In the 1980s and ‘90s, erotic thrillers were having their heyday. Emerging from the dark, sexually charged tradition of the film noir, erotic thriller gave modern audiences a more direct version of torrid romances doomed from the start. In retrospect, very few of these movies made it out of the ‘90s with their reputations intact. Many of them were fear-mongering about powerful women, suggesting that anyone who was both professionally successful and female must be psychotic. However, at a time when complex, plot-driving roles for women were scarce, the genre was a welcome source of employment.
No one embodied the erotic thriller during this period more than Sharon Stone, whose performance as an ice-cold femme fatale in Paul Verhoeven’s Basic Instinct made her a star. Released in 1992, just as the genre was reaching its peak, the film turned Stone into the go-to actor for steamy thrillers, even when other actors were more established.
A year after the film was released, producer Robert Evans became obsessed with casting Stone in his upcoming movie, Sliver. Based on a novel by Rosemary’s Baby author Ira Levin, the story follows Carly (Stone), a recent divorcee and book editor who moves into a ritzy new high-rise building in New York and discovers that several tenants have been gruesomely murdered. She entertains two love interests in the building (William Baldwin and Tom Berenger) while a mysterious voyeur records everything happening behind closed doors.
Stone had no interest in the film. After giving the definitive erotic thriller performance in Basic Instinct, she was wary of being typecast. As the shoot drew closer, Evans decided to resort to underhand tactics, leaning on his unchecked misogyny for inspiration. In an interview with Entertainment Weekly at the time, he said that “knowing a woman’s head about competitiveness with other women,” he decided to lie to Stone about all the other actors who were queuing up to take the role if she turned it down.
He first told her that Demi Moore was so desperate to take the part that her husband, Bruce Willis, had agreed to star in the film for free. When this didn’t work, he said, “Geena Davis is ready to go into makeup on Monday”. Davis had been one of the top choices for Basic Instinct before Stone won the part. “If this picture works,” Evans promised Stone, ”You have a bounty tag, a price tag that’s higher than anybody in the industry.”
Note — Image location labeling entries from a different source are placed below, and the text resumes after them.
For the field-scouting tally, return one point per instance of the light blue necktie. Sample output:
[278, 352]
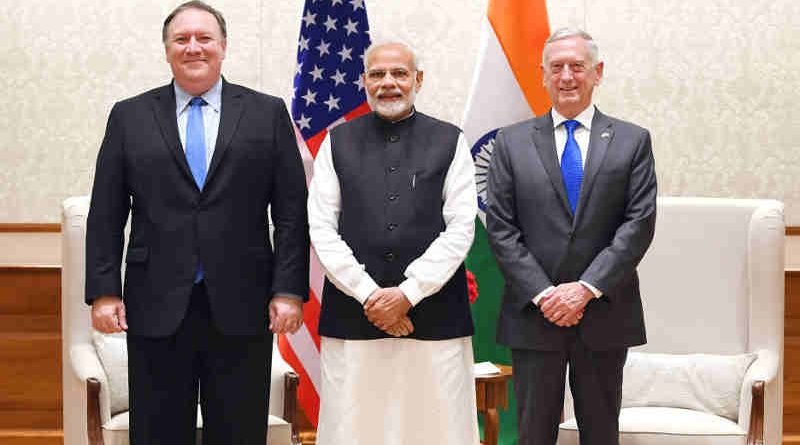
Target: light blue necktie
[196, 153]
[572, 165]
[196, 141]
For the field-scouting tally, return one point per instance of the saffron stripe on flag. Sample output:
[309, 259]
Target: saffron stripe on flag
[521, 27]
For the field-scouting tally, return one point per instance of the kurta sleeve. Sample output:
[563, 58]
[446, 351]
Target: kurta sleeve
[428, 273]
[324, 206]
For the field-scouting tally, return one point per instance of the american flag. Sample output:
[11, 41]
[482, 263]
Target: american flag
[328, 90]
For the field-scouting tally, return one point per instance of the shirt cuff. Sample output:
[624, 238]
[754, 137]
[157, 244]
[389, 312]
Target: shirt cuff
[411, 290]
[536, 299]
[288, 295]
[597, 292]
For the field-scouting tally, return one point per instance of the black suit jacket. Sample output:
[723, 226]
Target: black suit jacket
[538, 242]
[142, 171]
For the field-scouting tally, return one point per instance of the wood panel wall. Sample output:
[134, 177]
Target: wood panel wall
[30, 355]
[791, 359]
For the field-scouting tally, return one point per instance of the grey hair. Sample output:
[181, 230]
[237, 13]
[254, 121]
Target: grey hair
[566, 33]
[195, 4]
[389, 42]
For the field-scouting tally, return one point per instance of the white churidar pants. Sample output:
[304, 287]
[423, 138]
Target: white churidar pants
[397, 391]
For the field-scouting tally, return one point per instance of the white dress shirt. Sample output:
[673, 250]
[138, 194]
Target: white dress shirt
[211, 115]
[426, 274]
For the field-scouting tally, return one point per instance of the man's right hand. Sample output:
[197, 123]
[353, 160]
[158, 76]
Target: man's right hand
[108, 314]
[402, 328]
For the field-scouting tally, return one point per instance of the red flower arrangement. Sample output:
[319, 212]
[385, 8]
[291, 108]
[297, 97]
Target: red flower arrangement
[472, 287]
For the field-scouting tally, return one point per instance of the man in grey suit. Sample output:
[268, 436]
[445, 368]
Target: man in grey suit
[571, 212]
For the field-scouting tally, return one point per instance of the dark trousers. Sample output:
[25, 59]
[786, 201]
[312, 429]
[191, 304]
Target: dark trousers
[595, 378]
[230, 374]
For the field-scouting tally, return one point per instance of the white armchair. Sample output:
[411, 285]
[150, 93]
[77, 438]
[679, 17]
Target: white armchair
[94, 371]
[712, 288]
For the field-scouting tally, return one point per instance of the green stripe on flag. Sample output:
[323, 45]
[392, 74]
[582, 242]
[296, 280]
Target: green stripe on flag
[482, 264]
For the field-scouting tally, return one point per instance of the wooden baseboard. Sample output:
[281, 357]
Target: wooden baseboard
[30, 353]
[29, 228]
[32, 437]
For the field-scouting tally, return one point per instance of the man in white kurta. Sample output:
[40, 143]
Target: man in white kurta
[392, 206]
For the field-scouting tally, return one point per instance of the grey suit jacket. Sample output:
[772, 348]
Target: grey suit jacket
[538, 242]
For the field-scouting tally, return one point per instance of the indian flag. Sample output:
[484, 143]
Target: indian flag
[506, 88]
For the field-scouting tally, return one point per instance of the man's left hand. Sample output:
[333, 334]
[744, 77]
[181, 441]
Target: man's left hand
[285, 315]
[386, 306]
[564, 305]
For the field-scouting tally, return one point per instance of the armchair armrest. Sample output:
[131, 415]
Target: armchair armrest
[86, 364]
[761, 373]
[755, 434]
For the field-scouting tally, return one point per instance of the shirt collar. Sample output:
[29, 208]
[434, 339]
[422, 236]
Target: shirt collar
[584, 117]
[213, 96]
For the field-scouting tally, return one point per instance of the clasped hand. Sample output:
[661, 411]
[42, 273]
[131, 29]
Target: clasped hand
[386, 308]
[285, 314]
[564, 305]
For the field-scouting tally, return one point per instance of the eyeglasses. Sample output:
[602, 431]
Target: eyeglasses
[398, 74]
[575, 67]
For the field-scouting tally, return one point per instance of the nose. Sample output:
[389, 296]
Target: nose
[193, 45]
[387, 81]
[566, 73]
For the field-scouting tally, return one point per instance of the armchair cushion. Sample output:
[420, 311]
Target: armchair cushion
[113, 352]
[699, 382]
[652, 426]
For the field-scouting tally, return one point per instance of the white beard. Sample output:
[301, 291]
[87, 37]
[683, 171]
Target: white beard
[392, 110]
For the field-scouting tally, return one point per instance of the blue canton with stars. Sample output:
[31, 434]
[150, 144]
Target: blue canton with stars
[330, 60]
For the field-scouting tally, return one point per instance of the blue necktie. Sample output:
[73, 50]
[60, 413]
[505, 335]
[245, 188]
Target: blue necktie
[196, 153]
[572, 165]
[196, 141]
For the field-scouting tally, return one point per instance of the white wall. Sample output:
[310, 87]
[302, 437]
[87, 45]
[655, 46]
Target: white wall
[715, 81]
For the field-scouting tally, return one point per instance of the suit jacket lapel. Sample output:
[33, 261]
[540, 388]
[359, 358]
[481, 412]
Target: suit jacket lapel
[602, 133]
[544, 141]
[164, 111]
[232, 107]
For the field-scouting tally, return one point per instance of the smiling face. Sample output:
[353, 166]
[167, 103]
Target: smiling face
[570, 75]
[392, 81]
[195, 49]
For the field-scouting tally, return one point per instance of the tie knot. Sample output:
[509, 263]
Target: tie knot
[197, 102]
[571, 125]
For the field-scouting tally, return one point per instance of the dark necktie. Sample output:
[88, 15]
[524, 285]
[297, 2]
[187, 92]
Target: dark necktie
[572, 165]
[196, 153]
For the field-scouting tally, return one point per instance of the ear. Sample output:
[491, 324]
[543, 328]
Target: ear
[420, 77]
[598, 71]
[544, 75]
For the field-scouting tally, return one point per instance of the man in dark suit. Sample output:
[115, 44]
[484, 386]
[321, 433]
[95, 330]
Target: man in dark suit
[196, 164]
[571, 212]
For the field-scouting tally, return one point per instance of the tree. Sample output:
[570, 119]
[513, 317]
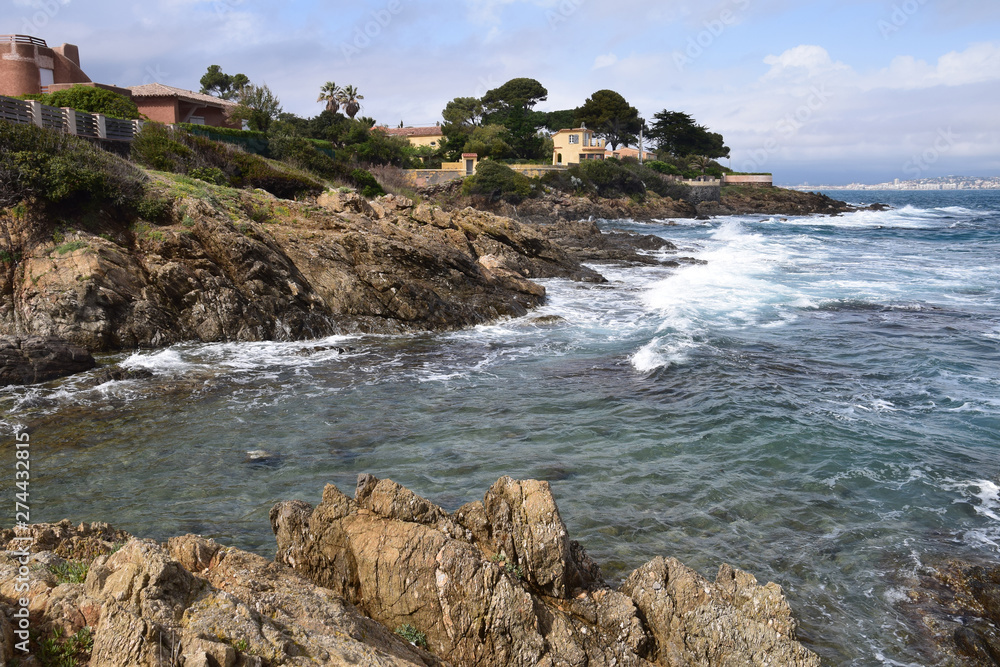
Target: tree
[257, 106]
[511, 105]
[564, 119]
[610, 116]
[677, 134]
[92, 100]
[464, 111]
[350, 100]
[330, 93]
[700, 162]
[216, 82]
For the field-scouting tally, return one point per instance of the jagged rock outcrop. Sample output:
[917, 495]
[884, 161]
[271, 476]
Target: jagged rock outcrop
[193, 602]
[251, 267]
[38, 359]
[500, 583]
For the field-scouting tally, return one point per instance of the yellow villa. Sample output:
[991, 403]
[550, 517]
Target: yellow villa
[417, 136]
[575, 146]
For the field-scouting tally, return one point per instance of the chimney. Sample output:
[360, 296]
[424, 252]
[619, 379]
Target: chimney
[69, 51]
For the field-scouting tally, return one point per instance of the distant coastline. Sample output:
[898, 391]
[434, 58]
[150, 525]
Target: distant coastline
[942, 183]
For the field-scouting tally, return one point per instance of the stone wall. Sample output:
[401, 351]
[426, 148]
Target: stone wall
[756, 180]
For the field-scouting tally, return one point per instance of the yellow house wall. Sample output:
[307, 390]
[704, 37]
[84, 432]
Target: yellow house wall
[571, 152]
[432, 141]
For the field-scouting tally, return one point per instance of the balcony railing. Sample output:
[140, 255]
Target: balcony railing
[22, 39]
[96, 126]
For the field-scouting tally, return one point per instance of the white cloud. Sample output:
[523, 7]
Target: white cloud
[978, 63]
[802, 61]
[606, 60]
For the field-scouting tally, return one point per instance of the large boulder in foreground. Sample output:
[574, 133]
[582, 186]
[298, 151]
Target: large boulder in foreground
[38, 359]
[500, 583]
[189, 602]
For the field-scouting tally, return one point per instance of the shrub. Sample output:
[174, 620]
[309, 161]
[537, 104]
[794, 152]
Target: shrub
[610, 178]
[181, 152]
[497, 181]
[211, 175]
[92, 100]
[412, 635]
[54, 168]
[663, 167]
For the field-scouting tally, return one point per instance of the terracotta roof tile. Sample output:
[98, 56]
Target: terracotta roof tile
[160, 90]
[433, 131]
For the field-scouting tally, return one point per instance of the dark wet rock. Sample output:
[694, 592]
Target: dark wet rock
[500, 583]
[119, 374]
[586, 242]
[40, 359]
[345, 265]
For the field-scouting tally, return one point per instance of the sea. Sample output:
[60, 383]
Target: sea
[818, 403]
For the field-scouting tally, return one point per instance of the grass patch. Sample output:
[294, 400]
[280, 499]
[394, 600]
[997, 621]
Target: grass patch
[70, 572]
[74, 650]
[70, 247]
[412, 635]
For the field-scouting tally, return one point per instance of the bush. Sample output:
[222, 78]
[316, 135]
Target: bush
[663, 167]
[496, 181]
[92, 100]
[180, 152]
[53, 168]
[610, 178]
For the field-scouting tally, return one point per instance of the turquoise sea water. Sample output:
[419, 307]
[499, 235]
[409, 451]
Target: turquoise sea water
[819, 404]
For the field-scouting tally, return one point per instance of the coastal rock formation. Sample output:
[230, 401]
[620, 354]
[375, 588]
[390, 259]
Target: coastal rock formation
[252, 267]
[189, 602]
[959, 604]
[386, 578]
[38, 359]
[500, 583]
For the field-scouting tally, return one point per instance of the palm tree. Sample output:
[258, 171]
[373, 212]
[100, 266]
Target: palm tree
[350, 100]
[700, 162]
[330, 93]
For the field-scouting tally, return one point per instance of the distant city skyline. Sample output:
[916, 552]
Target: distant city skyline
[831, 92]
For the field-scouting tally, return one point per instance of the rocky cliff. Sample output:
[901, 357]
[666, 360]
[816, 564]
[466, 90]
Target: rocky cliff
[240, 266]
[384, 578]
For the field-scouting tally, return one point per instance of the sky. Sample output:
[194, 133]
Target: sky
[816, 92]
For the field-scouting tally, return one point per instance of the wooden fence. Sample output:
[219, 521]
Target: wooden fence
[96, 126]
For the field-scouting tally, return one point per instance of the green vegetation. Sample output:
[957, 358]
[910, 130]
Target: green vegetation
[160, 148]
[70, 572]
[75, 650]
[222, 85]
[677, 135]
[67, 248]
[92, 100]
[257, 106]
[412, 635]
[50, 168]
[496, 181]
[610, 116]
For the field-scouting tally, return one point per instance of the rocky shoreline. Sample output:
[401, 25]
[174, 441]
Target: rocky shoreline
[383, 578]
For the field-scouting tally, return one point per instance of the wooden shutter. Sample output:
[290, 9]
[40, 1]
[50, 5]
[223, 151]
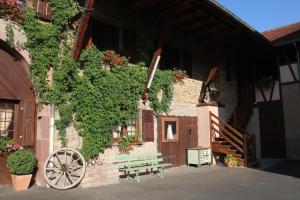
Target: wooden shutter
[129, 44]
[42, 8]
[26, 130]
[148, 125]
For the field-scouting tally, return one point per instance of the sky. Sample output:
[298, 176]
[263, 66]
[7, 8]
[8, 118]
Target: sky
[264, 15]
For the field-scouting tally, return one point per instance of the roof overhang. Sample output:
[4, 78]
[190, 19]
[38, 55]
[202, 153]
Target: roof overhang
[206, 21]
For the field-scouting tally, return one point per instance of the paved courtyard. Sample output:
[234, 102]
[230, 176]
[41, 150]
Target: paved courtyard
[186, 183]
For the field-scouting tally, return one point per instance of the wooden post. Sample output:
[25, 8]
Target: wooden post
[245, 148]
[235, 123]
[210, 126]
[151, 73]
[254, 147]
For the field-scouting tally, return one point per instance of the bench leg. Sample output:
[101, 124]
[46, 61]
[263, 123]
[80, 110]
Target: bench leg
[137, 178]
[161, 172]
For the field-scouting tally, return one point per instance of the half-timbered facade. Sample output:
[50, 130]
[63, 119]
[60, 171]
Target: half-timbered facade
[196, 36]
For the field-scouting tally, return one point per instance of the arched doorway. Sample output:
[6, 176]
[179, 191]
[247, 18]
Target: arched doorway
[17, 104]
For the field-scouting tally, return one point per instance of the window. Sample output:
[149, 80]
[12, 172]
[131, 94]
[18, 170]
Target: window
[105, 36]
[170, 130]
[130, 129]
[6, 119]
[228, 73]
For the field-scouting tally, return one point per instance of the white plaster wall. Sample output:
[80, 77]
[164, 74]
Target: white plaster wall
[253, 128]
[286, 75]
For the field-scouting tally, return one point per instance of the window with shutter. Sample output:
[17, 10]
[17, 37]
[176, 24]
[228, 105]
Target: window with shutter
[130, 44]
[131, 129]
[105, 36]
[42, 8]
[147, 125]
[28, 131]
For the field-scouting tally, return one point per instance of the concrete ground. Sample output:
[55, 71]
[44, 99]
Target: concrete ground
[207, 182]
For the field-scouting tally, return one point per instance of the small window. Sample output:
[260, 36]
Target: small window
[6, 119]
[228, 73]
[130, 129]
[170, 130]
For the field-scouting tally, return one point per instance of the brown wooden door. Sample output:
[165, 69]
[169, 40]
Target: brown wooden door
[272, 130]
[174, 149]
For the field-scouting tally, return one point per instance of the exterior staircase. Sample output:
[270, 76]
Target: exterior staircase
[227, 139]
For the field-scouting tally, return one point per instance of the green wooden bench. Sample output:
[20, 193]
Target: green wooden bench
[134, 164]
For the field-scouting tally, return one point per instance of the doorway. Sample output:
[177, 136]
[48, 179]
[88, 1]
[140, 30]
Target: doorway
[272, 130]
[175, 135]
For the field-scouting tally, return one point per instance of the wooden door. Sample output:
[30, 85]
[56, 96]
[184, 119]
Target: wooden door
[185, 135]
[272, 130]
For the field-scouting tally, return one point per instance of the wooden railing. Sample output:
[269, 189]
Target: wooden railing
[239, 140]
[243, 113]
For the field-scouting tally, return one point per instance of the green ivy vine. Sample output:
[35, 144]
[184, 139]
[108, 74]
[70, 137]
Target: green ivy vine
[95, 93]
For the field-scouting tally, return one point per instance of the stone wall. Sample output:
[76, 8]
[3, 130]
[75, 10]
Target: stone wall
[19, 37]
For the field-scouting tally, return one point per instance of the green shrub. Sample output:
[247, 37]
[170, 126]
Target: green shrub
[5, 143]
[21, 162]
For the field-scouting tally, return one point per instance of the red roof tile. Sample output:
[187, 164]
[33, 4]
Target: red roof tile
[280, 32]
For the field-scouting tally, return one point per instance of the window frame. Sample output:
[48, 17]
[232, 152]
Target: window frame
[170, 119]
[124, 131]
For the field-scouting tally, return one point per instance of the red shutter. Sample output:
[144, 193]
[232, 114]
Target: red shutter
[26, 132]
[43, 9]
[129, 44]
[148, 126]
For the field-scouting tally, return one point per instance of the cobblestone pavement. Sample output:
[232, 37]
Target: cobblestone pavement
[183, 183]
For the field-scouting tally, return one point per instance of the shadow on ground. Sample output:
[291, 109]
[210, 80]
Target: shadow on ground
[287, 167]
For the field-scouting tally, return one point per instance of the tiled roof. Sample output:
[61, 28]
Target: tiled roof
[280, 32]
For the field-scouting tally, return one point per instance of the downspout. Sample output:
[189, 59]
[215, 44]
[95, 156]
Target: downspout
[298, 57]
[84, 22]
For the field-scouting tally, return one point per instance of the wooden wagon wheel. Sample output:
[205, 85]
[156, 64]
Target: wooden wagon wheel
[64, 169]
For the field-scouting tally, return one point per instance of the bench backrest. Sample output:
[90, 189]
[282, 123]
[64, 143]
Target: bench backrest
[138, 159]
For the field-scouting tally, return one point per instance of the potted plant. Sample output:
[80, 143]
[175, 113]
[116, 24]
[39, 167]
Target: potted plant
[179, 75]
[125, 144]
[21, 164]
[230, 161]
[5, 144]
[137, 140]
Whether this was the reason Stone took the role is unclear, but she probably ended up regretting it, regardless of the price tag. The shoot was plagued with setbacks, most of which had to do with the threat of an NC-17 rating for all the sexual content. Instead of standing by their convictions and letting a film about sex be sexy, the producers and director Phillip Noyce opted for cutting it to pieces and changing the ending, which led to a disjointed result.
Although Sliver fared well at the box office and did particularly good business in the home video market, it was panned by critics and remains one of the weaker entries in the genre during the period.